At home, she stripped the carcass of any remaining feathers over a tentative shield of Washington Posts and coupons for discounted Bugles and bulk yarn. She boiled the bones in a massive stainless steel pot, stirring occasionally over a rolling boil as if she were preparing a late Sunday afternoon dinner of stewed beef Bourguignon and crusty bread.

She put the bones up on a stake at the entrance of the garden. The teeth wrapped around the top of the pike, balancing there as if the animal (no clue what it was) had just taken a bite. Looking at it now, it’s less of a BEWARE than a rustic motif of the Southern Gothic. “Oooooo True Detective Season 1 Looks!” My sister would proclaim during one of my mom’s guided tours of the garden. “This is some spooky shit right here, Mom!” I can imagine a sweaty, jaded small-town detective coming across it and tilting his head, making a rough sketch and gravely confirming his hunch about some satanic cabal operating out of ole Virginia.

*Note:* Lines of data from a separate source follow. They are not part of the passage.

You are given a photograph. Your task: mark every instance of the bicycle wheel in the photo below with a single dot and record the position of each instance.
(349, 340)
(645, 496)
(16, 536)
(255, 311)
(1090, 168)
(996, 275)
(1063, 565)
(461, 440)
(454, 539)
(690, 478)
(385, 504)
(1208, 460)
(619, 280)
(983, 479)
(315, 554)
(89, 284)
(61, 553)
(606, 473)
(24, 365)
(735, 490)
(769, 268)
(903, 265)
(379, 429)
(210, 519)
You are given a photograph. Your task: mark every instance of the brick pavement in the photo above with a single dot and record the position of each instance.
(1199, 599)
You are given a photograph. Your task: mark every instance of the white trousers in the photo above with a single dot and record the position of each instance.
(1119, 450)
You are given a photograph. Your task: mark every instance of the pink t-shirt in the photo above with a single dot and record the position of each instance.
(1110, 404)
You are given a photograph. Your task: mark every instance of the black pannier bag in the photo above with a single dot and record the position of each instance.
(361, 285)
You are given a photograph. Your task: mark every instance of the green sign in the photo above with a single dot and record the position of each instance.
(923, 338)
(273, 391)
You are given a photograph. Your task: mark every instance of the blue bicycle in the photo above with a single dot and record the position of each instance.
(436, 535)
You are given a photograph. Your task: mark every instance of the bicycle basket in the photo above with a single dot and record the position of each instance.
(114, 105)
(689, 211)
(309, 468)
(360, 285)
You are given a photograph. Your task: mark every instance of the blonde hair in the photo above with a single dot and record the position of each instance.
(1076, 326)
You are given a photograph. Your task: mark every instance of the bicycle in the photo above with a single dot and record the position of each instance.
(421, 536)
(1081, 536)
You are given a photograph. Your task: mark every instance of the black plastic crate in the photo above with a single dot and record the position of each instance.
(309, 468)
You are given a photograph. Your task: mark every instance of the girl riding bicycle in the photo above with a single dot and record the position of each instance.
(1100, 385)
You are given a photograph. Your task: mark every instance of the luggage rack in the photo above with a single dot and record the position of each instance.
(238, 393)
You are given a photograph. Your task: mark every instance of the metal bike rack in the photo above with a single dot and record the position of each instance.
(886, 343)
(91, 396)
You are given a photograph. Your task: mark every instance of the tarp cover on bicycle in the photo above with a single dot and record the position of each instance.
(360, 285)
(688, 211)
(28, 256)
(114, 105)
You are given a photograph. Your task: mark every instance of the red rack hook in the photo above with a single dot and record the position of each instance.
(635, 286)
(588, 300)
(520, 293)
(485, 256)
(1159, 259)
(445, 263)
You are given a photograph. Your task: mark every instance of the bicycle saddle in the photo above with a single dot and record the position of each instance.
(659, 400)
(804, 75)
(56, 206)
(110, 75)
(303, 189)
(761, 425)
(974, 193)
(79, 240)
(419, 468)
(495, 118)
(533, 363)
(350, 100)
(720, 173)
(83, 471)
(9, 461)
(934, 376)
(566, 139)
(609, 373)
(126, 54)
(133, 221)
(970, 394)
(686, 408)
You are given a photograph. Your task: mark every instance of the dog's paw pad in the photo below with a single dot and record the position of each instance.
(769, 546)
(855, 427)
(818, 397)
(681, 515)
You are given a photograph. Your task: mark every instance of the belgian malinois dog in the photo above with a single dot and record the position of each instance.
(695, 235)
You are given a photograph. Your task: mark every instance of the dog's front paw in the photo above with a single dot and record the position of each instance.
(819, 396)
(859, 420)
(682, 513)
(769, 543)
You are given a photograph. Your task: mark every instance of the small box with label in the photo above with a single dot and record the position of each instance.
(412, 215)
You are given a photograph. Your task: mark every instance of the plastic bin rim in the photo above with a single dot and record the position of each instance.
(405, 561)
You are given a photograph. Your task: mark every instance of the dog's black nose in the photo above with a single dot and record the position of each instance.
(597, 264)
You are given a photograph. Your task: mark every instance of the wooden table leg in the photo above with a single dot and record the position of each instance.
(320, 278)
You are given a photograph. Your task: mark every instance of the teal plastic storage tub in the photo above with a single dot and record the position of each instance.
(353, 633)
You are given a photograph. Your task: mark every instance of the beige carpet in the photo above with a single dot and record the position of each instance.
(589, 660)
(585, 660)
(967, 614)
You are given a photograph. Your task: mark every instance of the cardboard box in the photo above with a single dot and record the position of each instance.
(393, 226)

It keeps the bigger animals—deer, raccoons, etc. —from chomping on the plants but does little to dissuade the needle-sized insects from spreading all over the tomato plants. They typically start from the outer left of the garden as if they learned proper dining etiquette at the local cotillion, munching and mangling the leaves and vines day by day. It breaks my mom’s heart. She goes out every day. Kneeling down, she holds a dotted leaf up to the sun, peering through the green film as if it were stained glass. The leaves are spotted and littered with holes around the edges and for a week or so my mom concedes. The plants will die. The garden will cease to grow. The scarecrow will be alone again.

But they grow. Once the earlier crops start to fizzle out, the flowers begin to bloom. Brilliant Reds, Purples, and Oranges grace the garden, growing up without restraint. They grow so quickly my mom has to send home guests with a bundle of carnations. Bring these back to that sweet mama of yours! Where the little tomatoes died out, peppers sprout. The soil births green beans and more flowers than you could imagine. The leaves themselves have their own will to live. They appreciate our intervention I assume, but when the rubber hits the road, they can handle it on their own. They grow through September and march on somewhat weakly through October until the leaves bow their heads and fall and your thighs retreat into a stiff pair of jeans.